We don’t get out much and when we do, we’re usually on a cheese related trip. This often takes us to some wonderful places, with great food. Being cooked the most amazing fondue at a French hill fort that is now home to 300,000 wheels of the finest Comte was pretty special. But to be honest, it’s hard to beat sitting on the harbour wall in Aberaeron and having fish and chips with the family.

Do you have a favourite cheese at the moment?   If so, why is it your favourite?

Stawley, Gorwydd and Mrs Kirkham’s are all very good at the moment. Sorry, that’s three!

If you had to choose a drink to go with cheese what would it be? and why?

A really good apple juice works very well with our cheese. Alcohol wise, I’d probably go for a hoppy beer – maybe something from the Kernel brewery.

Sam holden 21Where do you look for inspiration in your business?

From people in the industry – both makers and mongers. There are a few out there who are constantly seeking to improve the quality of proper cheese, and I find their enthusiasm infectious.
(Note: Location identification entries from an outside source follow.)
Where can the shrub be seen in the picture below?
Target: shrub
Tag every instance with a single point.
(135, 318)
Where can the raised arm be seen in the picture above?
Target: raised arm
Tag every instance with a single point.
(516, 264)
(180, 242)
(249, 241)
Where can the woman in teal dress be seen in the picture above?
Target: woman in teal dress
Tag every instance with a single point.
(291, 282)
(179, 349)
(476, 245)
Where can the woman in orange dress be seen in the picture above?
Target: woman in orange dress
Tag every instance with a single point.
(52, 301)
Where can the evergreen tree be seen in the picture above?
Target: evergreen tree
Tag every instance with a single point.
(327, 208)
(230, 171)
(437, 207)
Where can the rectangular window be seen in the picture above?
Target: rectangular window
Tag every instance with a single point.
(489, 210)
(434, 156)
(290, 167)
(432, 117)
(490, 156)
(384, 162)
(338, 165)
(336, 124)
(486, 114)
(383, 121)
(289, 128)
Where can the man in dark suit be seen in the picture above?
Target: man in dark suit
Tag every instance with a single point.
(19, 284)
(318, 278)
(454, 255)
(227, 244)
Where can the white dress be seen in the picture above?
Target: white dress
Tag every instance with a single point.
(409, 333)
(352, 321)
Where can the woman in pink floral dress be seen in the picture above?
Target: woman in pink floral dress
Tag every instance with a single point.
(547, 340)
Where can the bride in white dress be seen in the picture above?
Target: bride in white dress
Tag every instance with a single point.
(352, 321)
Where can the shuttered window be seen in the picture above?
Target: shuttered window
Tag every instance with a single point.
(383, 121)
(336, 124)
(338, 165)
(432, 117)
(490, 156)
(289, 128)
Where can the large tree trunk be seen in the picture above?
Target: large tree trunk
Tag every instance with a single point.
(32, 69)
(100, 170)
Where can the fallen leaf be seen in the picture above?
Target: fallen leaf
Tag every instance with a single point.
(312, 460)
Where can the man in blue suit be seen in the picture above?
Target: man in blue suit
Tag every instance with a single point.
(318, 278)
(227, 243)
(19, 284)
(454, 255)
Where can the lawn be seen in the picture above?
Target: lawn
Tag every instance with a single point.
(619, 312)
I also want to do the milk justice, as we see how much hard work goes into producing it.

What couldn’t you live without? 

To eat – sourdough bread. For work, good milk! It goes without saying how fundamental the quality of the milk is to cheesemaking. And that includes everything, from what the cows eat to what music they like to be milked to!

What is the best success you’ve had with your product?

We are very proud that Hafod is on the shelves of some of the best cheese mongers in the world.

What is your plans for the future?

We would like to be using all the farm’s milk. We’re currently using 70%, so we’re nearly there. After that, we just want to master what we’re doing. I understand from other cheesemakers that this is a futile pursuit!